Nothing to do but stay

My maternal grandmother, posed on her piano bench in front of her Kentucky home

Friday I picked up Joyce for a drive south to Three Cats Café in Clawson. She pointed to a book on her kitchen table. “Before we go, that’s for you. I think you’ll like it. Carrie Young was an excellent writer.”
            The book’s title, Nothing to Do but Stay, hit me between the eyes. Can’t tell you how often I’ve resented that difficult place to later praise its value.
I parked along Fourteen Mile Road. “Let’s stroll Leon & Lulu first,” I said.
Our eyes lit up when we walked into Clawson’s transformed roller rink—a “lifestyle retail store” aimed to pamper and inspire domestic creativity. Decorated for the Easter season, shelves of fluffy bunnies and sheep of all sizes greeted us at the door.
In the vast showroom, a workbench turned dining table caught Joyce’s eye.
The price was out of reach. Besides, she’s gained what she needs and wants. We admired a display of Motawi clocks before we walked next door to dine in the charming café, once the Clawson Theater.
In the heart of quietude, we confided our hardships, hopes, and writing projects—encouraged one another as fellow pilgrims on our earthly journey.
When I returned home, I took over the sofa with Nothing to Do but Stay.
“Don’t read too late,” my husband said.
I wrapped my mother-in-law’s lavender and white afghan around me. “My pioneer mother was wild for education,” the book began.
While the wind blew below zero outside my door, I lay cocooned in warmth. Yet, there I was in 1904 with Carrine Gafkjen, the author’s mother and young Norwegian immigrant, boarding a train for North Dakota to claim her homestead.
I heard echoes of my mother’s stories of Great-granny Hunt, once a young Irish woman who sought the Appalachian frontier and “knew exactly what she was getting into.” As the author’s mother did her, Great-granny wrapped quilts around my mother for wagon rides to school in deep snow. She, too, was wild for education.
But women who married husbands without the pioneer spirit often dealt with shock. “Where was water? Drawn from the creek, miles away. Where was the outhouse? There was none. Fortunately, for their husbands, there was nothing for them to do but stay.”
With that on my mind, I turned in for the night.
Today, I decided not to brave the cold for exercise.
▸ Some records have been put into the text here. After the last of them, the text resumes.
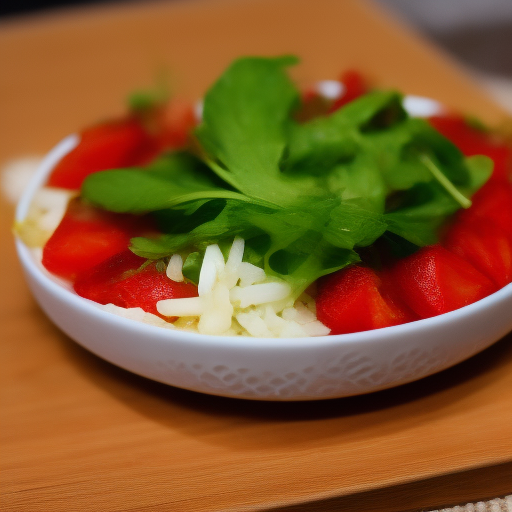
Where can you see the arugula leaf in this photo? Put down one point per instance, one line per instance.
(171, 181)
(306, 197)
(243, 131)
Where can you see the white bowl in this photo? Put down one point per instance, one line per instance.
(264, 369)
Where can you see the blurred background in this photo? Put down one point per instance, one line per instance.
(477, 33)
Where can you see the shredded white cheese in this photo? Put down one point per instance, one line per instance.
(236, 297)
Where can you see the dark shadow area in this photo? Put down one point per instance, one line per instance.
(21, 7)
(440, 492)
(487, 48)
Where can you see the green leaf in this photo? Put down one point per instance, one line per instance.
(172, 181)
(243, 131)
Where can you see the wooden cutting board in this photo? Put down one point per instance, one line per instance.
(80, 434)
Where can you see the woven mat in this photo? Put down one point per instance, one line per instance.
(496, 505)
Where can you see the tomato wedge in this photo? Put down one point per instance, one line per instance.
(116, 144)
(128, 281)
(354, 299)
(87, 236)
(433, 281)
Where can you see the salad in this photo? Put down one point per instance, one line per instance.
(279, 213)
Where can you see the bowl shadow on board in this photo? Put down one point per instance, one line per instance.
(184, 410)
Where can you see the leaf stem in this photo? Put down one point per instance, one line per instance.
(445, 182)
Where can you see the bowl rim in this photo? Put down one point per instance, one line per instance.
(53, 285)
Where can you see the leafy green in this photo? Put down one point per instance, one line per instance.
(306, 197)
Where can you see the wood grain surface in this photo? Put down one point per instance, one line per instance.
(79, 434)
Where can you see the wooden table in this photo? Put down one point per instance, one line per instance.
(79, 434)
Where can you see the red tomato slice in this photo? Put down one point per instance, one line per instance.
(123, 281)
(475, 142)
(434, 281)
(486, 246)
(116, 144)
(87, 236)
(354, 300)
(493, 202)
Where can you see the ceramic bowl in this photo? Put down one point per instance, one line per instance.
(264, 369)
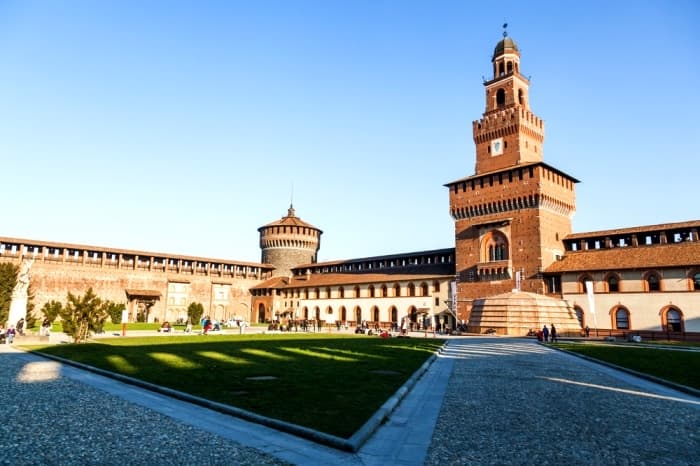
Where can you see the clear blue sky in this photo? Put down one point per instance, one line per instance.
(181, 127)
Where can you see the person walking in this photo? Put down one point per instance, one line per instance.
(10, 334)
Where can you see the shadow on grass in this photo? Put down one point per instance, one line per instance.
(332, 384)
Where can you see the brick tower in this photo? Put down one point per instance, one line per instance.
(512, 214)
(289, 242)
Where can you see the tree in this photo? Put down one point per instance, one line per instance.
(195, 311)
(8, 280)
(114, 310)
(52, 310)
(83, 315)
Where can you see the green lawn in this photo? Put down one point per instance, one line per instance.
(328, 383)
(681, 367)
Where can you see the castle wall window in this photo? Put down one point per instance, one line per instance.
(673, 320)
(582, 283)
(579, 315)
(622, 318)
(613, 284)
(652, 282)
(494, 247)
(500, 97)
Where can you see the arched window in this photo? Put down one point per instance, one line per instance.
(579, 316)
(622, 318)
(582, 283)
(494, 247)
(424, 289)
(613, 283)
(673, 319)
(652, 282)
(500, 98)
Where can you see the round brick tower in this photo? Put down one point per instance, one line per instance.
(288, 243)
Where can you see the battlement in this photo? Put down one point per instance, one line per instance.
(513, 116)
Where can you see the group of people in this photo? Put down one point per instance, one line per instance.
(546, 334)
(209, 325)
(7, 335)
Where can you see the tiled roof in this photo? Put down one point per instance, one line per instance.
(143, 254)
(632, 230)
(335, 279)
(427, 252)
(686, 254)
(289, 220)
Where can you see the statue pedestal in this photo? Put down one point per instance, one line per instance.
(18, 310)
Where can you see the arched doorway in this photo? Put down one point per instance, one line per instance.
(358, 315)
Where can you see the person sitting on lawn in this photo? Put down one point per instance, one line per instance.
(206, 326)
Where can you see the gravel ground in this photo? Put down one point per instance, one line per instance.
(521, 403)
(52, 420)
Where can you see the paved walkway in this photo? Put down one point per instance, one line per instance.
(484, 401)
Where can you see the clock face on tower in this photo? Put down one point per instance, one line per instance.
(497, 146)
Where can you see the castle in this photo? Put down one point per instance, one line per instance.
(515, 263)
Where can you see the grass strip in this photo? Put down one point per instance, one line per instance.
(328, 383)
(682, 367)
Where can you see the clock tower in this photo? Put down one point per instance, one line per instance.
(512, 214)
(509, 133)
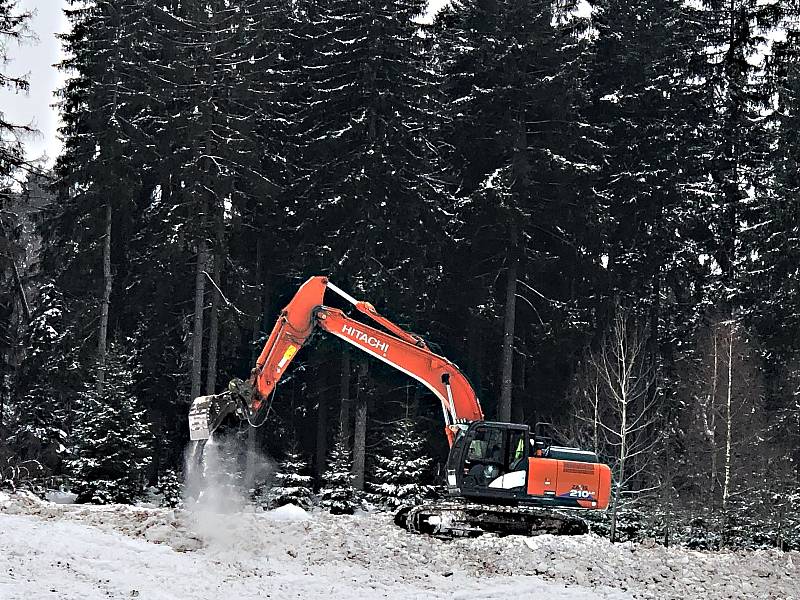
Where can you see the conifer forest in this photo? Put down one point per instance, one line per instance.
(593, 209)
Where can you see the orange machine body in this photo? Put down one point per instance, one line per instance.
(564, 481)
(572, 478)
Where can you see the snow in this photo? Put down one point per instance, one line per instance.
(60, 497)
(92, 552)
(288, 512)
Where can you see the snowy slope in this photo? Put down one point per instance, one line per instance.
(87, 553)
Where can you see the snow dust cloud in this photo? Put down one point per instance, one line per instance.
(220, 477)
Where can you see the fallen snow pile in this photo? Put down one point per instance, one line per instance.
(289, 553)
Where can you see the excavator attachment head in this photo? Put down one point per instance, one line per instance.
(207, 413)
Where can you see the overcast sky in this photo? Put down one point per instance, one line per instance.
(37, 60)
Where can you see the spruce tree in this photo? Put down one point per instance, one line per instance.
(337, 494)
(292, 485)
(41, 412)
(401, 468)
(112, 441)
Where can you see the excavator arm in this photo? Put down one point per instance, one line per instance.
(306, 313)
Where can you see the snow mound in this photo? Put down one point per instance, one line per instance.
(59, 497)
(289, 512)
(287, 553)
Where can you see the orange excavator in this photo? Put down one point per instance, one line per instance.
(501, 477)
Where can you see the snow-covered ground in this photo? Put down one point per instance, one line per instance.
(78, 552)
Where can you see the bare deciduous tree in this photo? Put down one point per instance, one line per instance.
(622, 402)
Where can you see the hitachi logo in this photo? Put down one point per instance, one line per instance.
(362, 337)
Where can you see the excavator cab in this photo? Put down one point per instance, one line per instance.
(501, 463)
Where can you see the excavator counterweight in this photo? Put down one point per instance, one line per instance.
(499, 475)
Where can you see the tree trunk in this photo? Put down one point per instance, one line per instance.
(360, 435)
(256, 334)
(728, 422)
(23, 299)
(506, 385)
(322, 432)
(517, 404)
(216, 302)
(102, 337)
(623, 450)
(344, 392)
(197, 331)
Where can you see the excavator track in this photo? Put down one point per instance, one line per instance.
(466, 519)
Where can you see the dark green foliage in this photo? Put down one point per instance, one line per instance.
(645, 155)
(401, 469)
(337, 493)
(41, 411)
(112, 442)
(292, 484)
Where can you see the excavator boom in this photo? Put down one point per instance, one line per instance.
(501, 466)
(302, 316)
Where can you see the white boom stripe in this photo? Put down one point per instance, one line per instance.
(342, 293)
(352, 342)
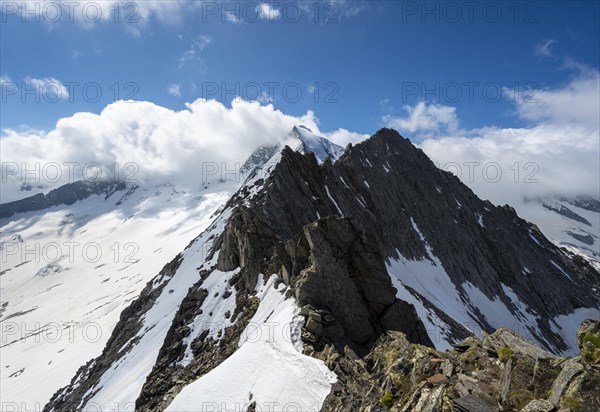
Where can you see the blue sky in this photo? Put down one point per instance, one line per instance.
(367, 61)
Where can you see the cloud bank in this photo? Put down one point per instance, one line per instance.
(557, 154)
(147, 141)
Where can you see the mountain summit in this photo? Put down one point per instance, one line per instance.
(311, 258)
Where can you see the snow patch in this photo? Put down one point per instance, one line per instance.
(268, 368)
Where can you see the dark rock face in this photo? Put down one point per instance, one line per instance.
(327, 231)
(336, 269)
(64, 195)
(386, 186)
(477, 375)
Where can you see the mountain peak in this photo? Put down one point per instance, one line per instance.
(320, 146)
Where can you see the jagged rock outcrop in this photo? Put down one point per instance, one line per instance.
(473, 377)
(331, 232)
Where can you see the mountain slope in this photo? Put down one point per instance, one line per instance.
(70, 269)
(572, 223)
(378, 241)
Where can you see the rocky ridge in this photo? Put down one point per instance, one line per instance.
(330, 232)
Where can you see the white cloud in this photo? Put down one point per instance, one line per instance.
(343, 137)
(543, 48)
(231, 17)
(267, 12)
(559, 154)
(199, 43)
(49, 87)
(174, 89)
(424, 118)
(575, 103)
(168, 146)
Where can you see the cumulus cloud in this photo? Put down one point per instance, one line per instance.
(557, 155)
(174, 89)
(543, 48)
(268, 12)
(424, 119)
(199, 43)
(163, 145)
(344, 137)
(574, 103)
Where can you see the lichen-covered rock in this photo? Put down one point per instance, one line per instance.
(538, 405)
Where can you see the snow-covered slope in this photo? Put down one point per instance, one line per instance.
(570, 223)
(321, 147)
(69, 271)
(268, 369)
(315, 258)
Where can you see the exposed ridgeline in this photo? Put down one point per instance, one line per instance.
(377, 243)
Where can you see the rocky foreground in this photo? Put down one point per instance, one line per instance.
(501, 372)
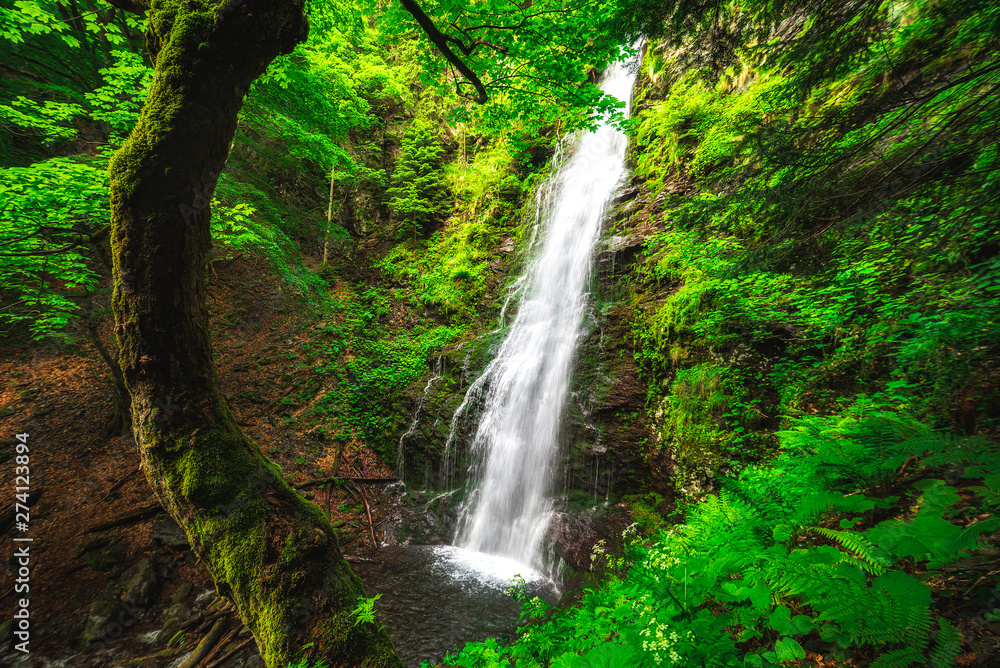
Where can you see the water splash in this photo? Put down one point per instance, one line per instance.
(524, 388)
(414, 422)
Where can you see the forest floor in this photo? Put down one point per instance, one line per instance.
(82, 478)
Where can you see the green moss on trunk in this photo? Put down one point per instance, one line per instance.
(270, 551)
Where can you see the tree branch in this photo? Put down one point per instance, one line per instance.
(133, 6)
(441, 41)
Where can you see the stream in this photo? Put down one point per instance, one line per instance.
(436, 598)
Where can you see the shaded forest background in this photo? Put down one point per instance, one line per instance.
(790, 375)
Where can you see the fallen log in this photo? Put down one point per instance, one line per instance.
(320, 481)
(205, 646)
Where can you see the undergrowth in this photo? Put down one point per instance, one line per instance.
(836, 545)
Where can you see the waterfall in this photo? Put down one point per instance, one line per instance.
(526, 384)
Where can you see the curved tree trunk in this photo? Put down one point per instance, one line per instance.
(270, 551)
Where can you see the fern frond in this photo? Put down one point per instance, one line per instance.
(947, 645)
(868, 554)
(900, 658)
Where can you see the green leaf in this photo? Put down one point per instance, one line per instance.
(788, 649)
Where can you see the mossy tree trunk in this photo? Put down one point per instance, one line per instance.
(270, 551)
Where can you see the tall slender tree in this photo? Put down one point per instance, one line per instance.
(270, 551)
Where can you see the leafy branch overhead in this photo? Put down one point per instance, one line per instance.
(526, 62)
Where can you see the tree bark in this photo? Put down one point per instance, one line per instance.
(270, 551)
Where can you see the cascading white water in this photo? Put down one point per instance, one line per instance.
(516, 441)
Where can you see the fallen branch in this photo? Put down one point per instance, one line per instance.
(228, 655)
(130, 517)
(354, 559)
(222, 643)
(320, 481)
(205, 646)
(368, 511)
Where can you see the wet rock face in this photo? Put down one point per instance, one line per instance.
(574, 534)
(167, 532)
(422, 517)
(102, 620)
(141, 584)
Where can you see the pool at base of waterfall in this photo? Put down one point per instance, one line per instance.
(437, 598)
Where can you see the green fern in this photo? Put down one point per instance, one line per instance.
(869, 557)
(946, 645)
(900, 658)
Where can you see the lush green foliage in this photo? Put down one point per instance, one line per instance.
(527, 55)
(418, 192)
(787, 552)
(829, 223)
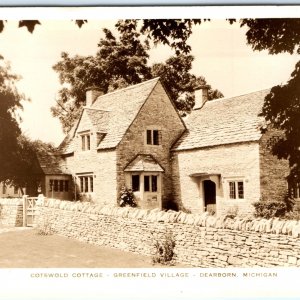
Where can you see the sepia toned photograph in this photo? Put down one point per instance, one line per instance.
(150, 143)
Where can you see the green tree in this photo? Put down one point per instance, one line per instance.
(175, 73)
(282, 106)
(10, 103)
(119, 63)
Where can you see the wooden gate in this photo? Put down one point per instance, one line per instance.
(29, 210)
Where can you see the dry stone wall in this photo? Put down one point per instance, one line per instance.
(11, 212)
(200, 240)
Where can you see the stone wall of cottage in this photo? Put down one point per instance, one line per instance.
(229, 162)
(101, 164)
(11, 212)
(157, 113)
(273, 171)
(200, 240)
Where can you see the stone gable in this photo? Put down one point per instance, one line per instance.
(157, 112)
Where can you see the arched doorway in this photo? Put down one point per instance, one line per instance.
(209, 188)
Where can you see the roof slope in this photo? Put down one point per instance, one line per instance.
(112, 114)
(224, 121)
(123, 106)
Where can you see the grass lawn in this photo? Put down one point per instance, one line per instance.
(27, 249)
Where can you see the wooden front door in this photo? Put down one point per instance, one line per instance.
(29, 210)
(209, 188)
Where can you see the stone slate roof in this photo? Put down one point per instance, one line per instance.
(99, 118)
(224, 121)
(67, 145)
(144, 162)
(113, 113)
(123, 106)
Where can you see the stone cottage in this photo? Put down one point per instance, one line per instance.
(216, 159)
(223, 162)
(124, 138)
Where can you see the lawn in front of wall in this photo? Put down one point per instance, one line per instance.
(28, 249)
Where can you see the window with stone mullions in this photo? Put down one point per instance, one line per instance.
(135, 180)
(150, 183)
(86, 184)
(236, 189)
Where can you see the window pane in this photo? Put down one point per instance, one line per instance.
(83, 142)
(154, 183)
(147, 183)
(241, 189)
(88, 146)
(91, 184)
(232, 190)
(81, 184)
(66, 185)
(155, 137)
(51, 185)
(55, 185)
(86, 184)
(135, 183)
(61, 185)
(149, 137)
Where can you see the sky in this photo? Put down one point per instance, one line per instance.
(221, 54)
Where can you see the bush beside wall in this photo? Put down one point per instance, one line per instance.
(200, 240)
(11, 212)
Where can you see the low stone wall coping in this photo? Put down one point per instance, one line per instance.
(275, 225)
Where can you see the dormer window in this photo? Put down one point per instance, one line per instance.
(153, 137)
(85, 141)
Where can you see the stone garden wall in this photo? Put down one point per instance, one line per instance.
(200, 240)
(11, 211)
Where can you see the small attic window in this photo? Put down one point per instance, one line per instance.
(153, 137)
(100, 137)
(85, 141)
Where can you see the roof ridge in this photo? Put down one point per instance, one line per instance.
(128, 88)
(98, 109)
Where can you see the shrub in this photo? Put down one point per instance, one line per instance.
(45, 227)
(164, 250)
(127, 198)
(270, 209)
(232, 212)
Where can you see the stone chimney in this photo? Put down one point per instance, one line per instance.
(201, 96)
(92, 93)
Rather, I sat in our sunny kitchen window with two kittens on my lap and finished Nothing to Do but Stay.
Past midnight, the following passage will not let me go. “My mother recounted how a disgruntled high school student in a nearby town had burned down the school. At first she bristled with outrage at the mindlessness of a youth who could put a match to a temple of learning, but as her anger spent itself the real tragedy of the situation began to engulf her.
‘I don’t suppose,’ she concluded sadly, ‘he will be going to school anymore now.’”
Dear Reader, it’s a test of character and will to stay and learn to become a good neighbor. If we resent, destroy, or abandon our place, we forfeit the adventure of building a loving community.
I'm thankful my Great-granny Hunt and Granny McCoy stayed and built their homesteads. They imparted onto me their pioneer spirit, taught me to be wild about education.